You may also use an alternative algorithm to IMaGES for an adjacency search, or if you know the true adjacencies, you can just draw them in a Graph box and use that as input to LOFS. In any case, the orientations will be ignored, as LOFS will reorient the entire graph from scratch.

For LOFS, a number of parameters have been included in the interface, as follows:

  1. Alpha: LOFS orients edges using the divergence from Normality of residual noises. If you would like to exclude from this orientation process residuals whose distributions are too close to Normal, set this alpha value to something besides 1.0 and residuals whose p value under the Anderson Darling test is greater than your alpha will not be used for orientation. Otherwise, set it to 1.0 and no Normality checks will be done.
  2. R1 and R2. These rules are explained in Ramsey et al. (2011). They may be used separately or together.
  3. Weak/Strong R2. This difference is explained in Ramsey et al. (2011).
  4. Orient 2 cycles in R2. If this is checked, 2 cycles will be oriented by R2. As R2 does not allow for the orientation of 2 cycles, this means that they will be oriented as directed or undirected edges.
  5. Mean center residuals. In theory, when mixing residuals, if the individual residuals are mean centered, then all of the moments of the mixture will be averages of the corresponding moments of the individual residuals. This makes the mixing easier to understand. The assumption of the algorithm is that residuals are i.i.d., so if the data are in line with the assumption, zero centering residuals should be unnecessary. Nevertheless, we offer it as an option.
  6. Score. We include a variety of scores for nongaussianity: Anderson Darling, Skew, Kurtosis, Fifth Moment, and Mean Absolute Residual. Anderson Darling is a very sensitive test of Normality, in the style of an empirical distribution function (EDF) test, with enhanced sensitivity for extreme values of the distribution. We use it as the default score, as it works well in a variety of contexts. For Skew, we take the absolute value. For Kurtosis, we subtract 3 and take the absolute value. For Fifth Moment, we take the absolute value. Mean absolute residual is a measure of nongaussianity in the style typically employed for ICA. For fMRI data, the best options (out of these) appear to be Anderson Darling or Kurtosis.

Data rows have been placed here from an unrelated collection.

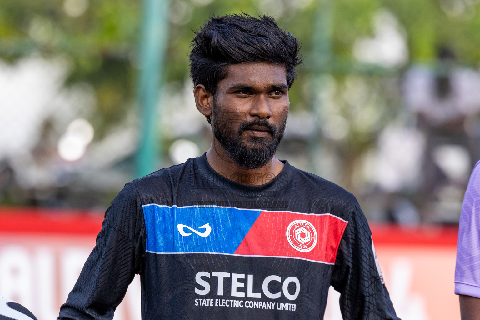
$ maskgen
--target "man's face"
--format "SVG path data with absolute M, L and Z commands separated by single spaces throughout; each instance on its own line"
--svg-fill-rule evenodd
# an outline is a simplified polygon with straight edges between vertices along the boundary
M 228 71 L 214 99 L 214 134 L 243 168 L 262 167 L 285 131 L 290 106 L 286 69 L 262 62 L 230 65 Z

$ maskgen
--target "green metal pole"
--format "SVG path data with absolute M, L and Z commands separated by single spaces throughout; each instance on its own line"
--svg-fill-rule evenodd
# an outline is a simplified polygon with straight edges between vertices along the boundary
M 332 12 L 332 0 L 318 0 L 313 25 L 313 47 L 310 59 L 313 70 L 312 107 L 317 123 L 317 134 L 309 142 L 311 166 L 312 172 L 320 176 L 325 173 L 321 160 L 325 151 L 322 129 L 326 121 L 322 94 L 333 62 L 331 46 Z
M 138 103 L 141 114 L 141 140 L 137 154 L 137 177 L 158 169 L 160 132 L 158 112 L 163 61 L 168 44 L 168 0 L 144 0 L 140 43 Z

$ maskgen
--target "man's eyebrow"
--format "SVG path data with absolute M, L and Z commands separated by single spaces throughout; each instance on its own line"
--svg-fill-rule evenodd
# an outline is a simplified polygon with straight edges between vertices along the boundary
M 271 87 L 272 89 L 288 89 L 288 86 L 287 84 L 272 84 Z
M 228 89 L 239 90 L 252 90 L 253 89 L 253 87 L 248 84 L 233 84 L 228 87 Z
M 274 83 L 270 86 L 273 89 L 288 89 L 288 86 L 283 83 Z M 228 89 L 231 90 L 253 90 L 254 88 L 251 85 L 248 84 L 233 84 L 228 87 Z

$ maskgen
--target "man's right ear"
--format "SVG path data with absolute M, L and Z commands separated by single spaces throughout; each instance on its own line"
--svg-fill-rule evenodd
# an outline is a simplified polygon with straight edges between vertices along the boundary
M 212 116 L 213 110 L 213 95 L 205 89 L 203 84 L 198 84 L 193 90 L 193 96 L 195 97 L 195 104 L 197 109 L 200 113 L 207 117 L 208 120 Z M 211 121 L 208 121 L 211 123 Z

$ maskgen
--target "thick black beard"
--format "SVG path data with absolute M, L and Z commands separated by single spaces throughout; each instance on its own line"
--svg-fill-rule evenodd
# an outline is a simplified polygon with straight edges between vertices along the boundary
M 265 166 L 272 160 L 278 144 L 285 132 L 287 118 L 277 129 L 269 123 L 266 119 L 255 119 L 251 121 L 243 121 L 238 130 L 235 132 L 231 129 L 233 122 L 238 120 L 222 117 L 218 106 L 214 102 L 214 117 L 212 128 L 214 135 L 232 161 L 245 170 L 257 169 Z M 252 126 L 268 128 L 272 137 L 249 137 L 246 141 L 242 138 L 242 133 L 247 128 Z

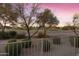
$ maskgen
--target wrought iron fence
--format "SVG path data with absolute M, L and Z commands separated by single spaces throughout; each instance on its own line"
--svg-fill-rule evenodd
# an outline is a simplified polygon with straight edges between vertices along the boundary
M 72 46 L 69 40 L 64 37 L 0 43 L 0 56 L 77 56 L 79 48 Z

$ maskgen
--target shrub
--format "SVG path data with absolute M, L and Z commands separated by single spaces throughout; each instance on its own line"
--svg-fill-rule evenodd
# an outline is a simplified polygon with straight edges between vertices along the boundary
M 70 37 L 69 42 L 71 46 L 79 48 L 79 37 Z
M 43 51 L 44 52 L 50 51 L 50 42 L 48 42 L 47 40 L 43 41 Z
M 8 41 L 8 44 L 6 45 L 6 52 L 9 56 L 19 56 L 21 54 L 21 45 L 16 40 L 10 40 Z
M 1 38 L 1 39 L 14 38 L 15 36 L 16 36 L 16 32 L 15 32 L 15 31 L 0 32 L 0 38 Z
M 23 39 L 23 38 L 26 38 L 26 36 L 25 36 L 25 34 L 17 34 L 16 38 L 17 39 Z
M 26 39 L 24 39 L 24 40 L 22 40 L 23 42 L 22 42 L 22 47 L 23 48 L 29 48 L 29 47 L 31 47 L 31 40 L 26 40 Z
M 0 38 L 1 38 L 1 39 L 9 38 L 8 32 L 0 32 Z
M 43 32 L 39 32 L 38 35 L 37 35 L 37 38 L 47 38 L 49 37 L 48 35 L 44 35 Z
M 61 44 L 61 39 L 59 37 L 55 37 L 53 39 L 53 44 Z

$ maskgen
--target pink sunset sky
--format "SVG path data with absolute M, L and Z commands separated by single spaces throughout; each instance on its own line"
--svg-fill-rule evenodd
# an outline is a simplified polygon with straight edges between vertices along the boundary
M 78 3 L 42 3 L 41 7 L 50 9 L 57 16 L 59 26 L 72 24 L 73 15 L 79 13 Z

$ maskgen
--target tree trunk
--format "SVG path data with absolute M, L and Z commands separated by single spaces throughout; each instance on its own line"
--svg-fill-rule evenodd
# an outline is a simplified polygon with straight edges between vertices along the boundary
M 31 40 L 31 35 L 30 35 L 30 29 L 27 28 L 27 33 L 28 33 L 28 40 Z
M 5 32 L 5 28 L 6 28 L 6 21 L 4 21 L 4 25 L 2 27 L 2 32 Z
M 45 27 L 45 24 L 43 24 L 43 31 L 44 31 L 44 36 L 46 36 L 47 34 L 46 34 L 46 27 Z

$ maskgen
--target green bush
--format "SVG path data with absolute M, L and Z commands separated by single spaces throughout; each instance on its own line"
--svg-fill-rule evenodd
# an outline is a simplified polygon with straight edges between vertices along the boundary
M 79 48 L 79 37 L 70 37 L 69 42 L 73 47 Z
M 42 32 L 39 32 L 38 35 L 37 35 L 37 37 L 38 38 L 43 38 L 44 37 L 44 34 Z
M 26 39 L 22 40 L 22 47 L 23 48 L 31 47 L 31 40 L 26 40 Z
M 43 51 L 44 52 L 50 51 L 50 42 L 48 42 L 47 40 L 43 41 Z
M 1 38 L 1 39 L 9 38 L 8 32 L 0 32 L 0 38 Z
M 27 38 L 27 37 L 25 36 L 25 34 L 17 34 L 17 35 L 16 35 L 16 39 L 23 39 L 23 38 Z
M 55 37 L 53 39 L 53 44 L 61 44 L 61 39 L 59 37 Z
M 6 45 L 6 52 L 9 56 L 19 56 L 21 54 L 21 45 L 20 43 L 14 43 L 17 42 L 16 40 L 10 40 L 8 41 L 8 44 Z

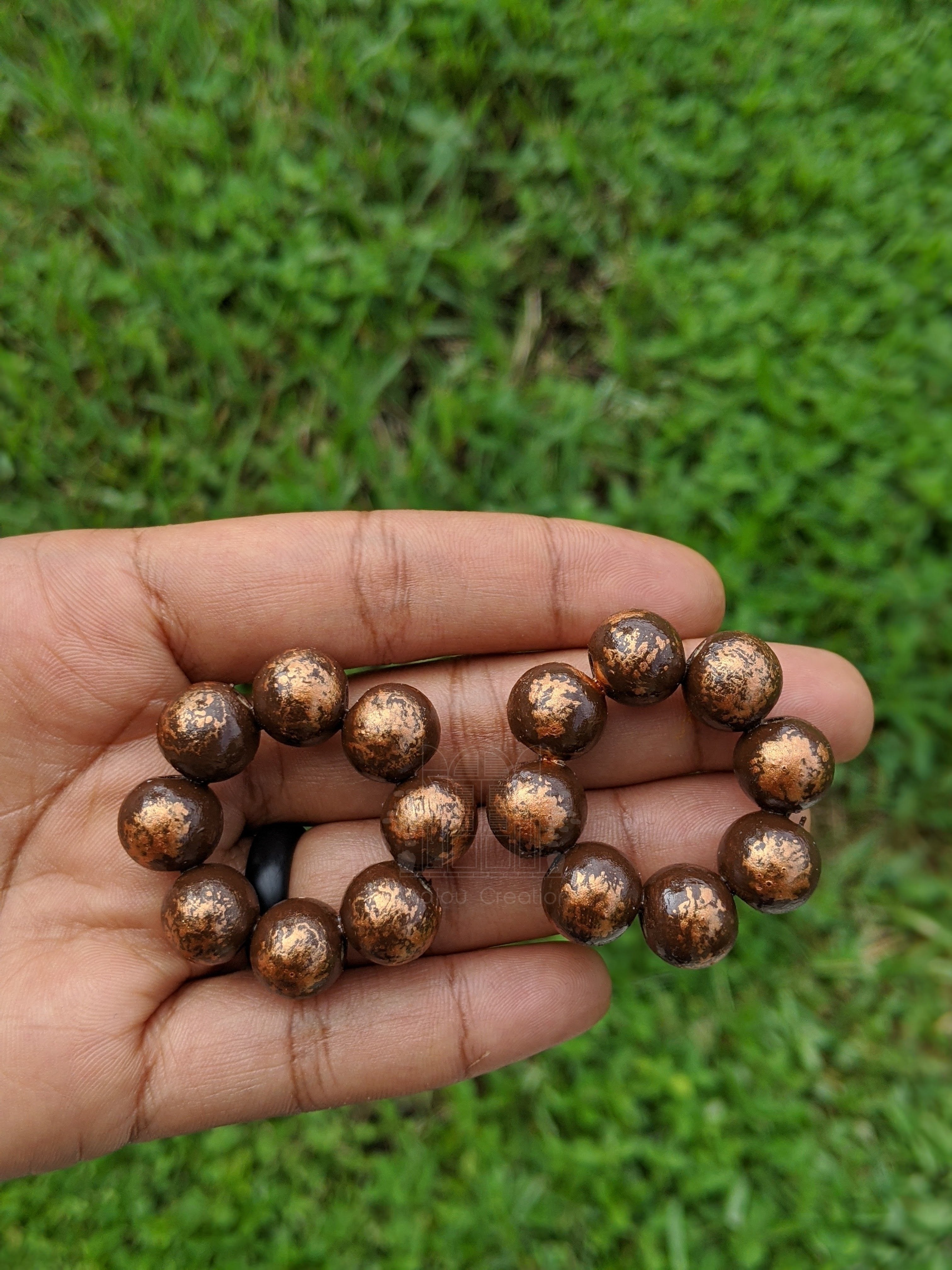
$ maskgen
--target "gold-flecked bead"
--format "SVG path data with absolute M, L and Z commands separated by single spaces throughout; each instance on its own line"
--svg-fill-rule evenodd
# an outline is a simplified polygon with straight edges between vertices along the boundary
M 513 855 L 527 859 L 567 851 L 585 828 L 588 801 L 566 763 L 542 758 L 514 767 L 491 787 L 489 827 Z
M 820 852 L 802 826 L 773 812 L 750 812 L 721 838 L 717 871 L 751 908 L 790 913 L 816 890 Z
M 550 866 L 542 907 L 566 939 L 611 944 L 638 914 L 641 881 L 621 851 L 603 842 L 578 842 Z
M 415 776 L 383 804 L 381 829 L 393 859 L 407 869 L 447 869 L 476 837 L 472 790 L 448 776 Z
M 767 812 L 797 812 L 833 781 L 833 748 L 819 728 L 791 715 L 767 719 L 734 747 L 737 784 Z
M 513 685 L 506 706 L 517 740 L 538 754 L 585 754 L 605 726 L 605 695 L 588 674 L 566 662 L 533 665 Z

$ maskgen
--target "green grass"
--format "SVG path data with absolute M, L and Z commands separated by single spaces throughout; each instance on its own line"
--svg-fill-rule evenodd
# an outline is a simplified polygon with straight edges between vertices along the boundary
M 632 937 L 552 1055 L 8 1185 L 0 1261 L 948 1265 L 948 6 L 0 0 L 0 55 L 5 532 L 603 518 L 878 714 L 876 828 L 725 968 Z

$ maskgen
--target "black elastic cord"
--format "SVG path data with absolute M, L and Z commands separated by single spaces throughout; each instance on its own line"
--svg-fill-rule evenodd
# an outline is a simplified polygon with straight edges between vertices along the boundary
M 303 832 L 303 824 L 263 824 L 255 829 L 245 876 L 258 892 L 263 913 L 288 898 L 291 861 Z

I'll put together a command line accessible version of this algorithm in the next several days and post instructions for running it. Also, please feel free to email any suggestions you have for these tools; I'll accomodate as best I can. Please email to Joe Ramsey, jdramsey@andrew.cmu.edu.

References.

Ramsey, J. D., Hanson, S. J., and Glymour, C. (2011) Multi-subject Search Correctly Identifies Causal Connections and Most Causal Directions in the DCM Models of the Smith et al. Simulation Study. Accepted, NeuroImage.

Tillman R. E. (2009) "Structure learning with independent non-identically distributed data" In Proceedings of the 26th International Conference on Machine Learning (ICML 2009).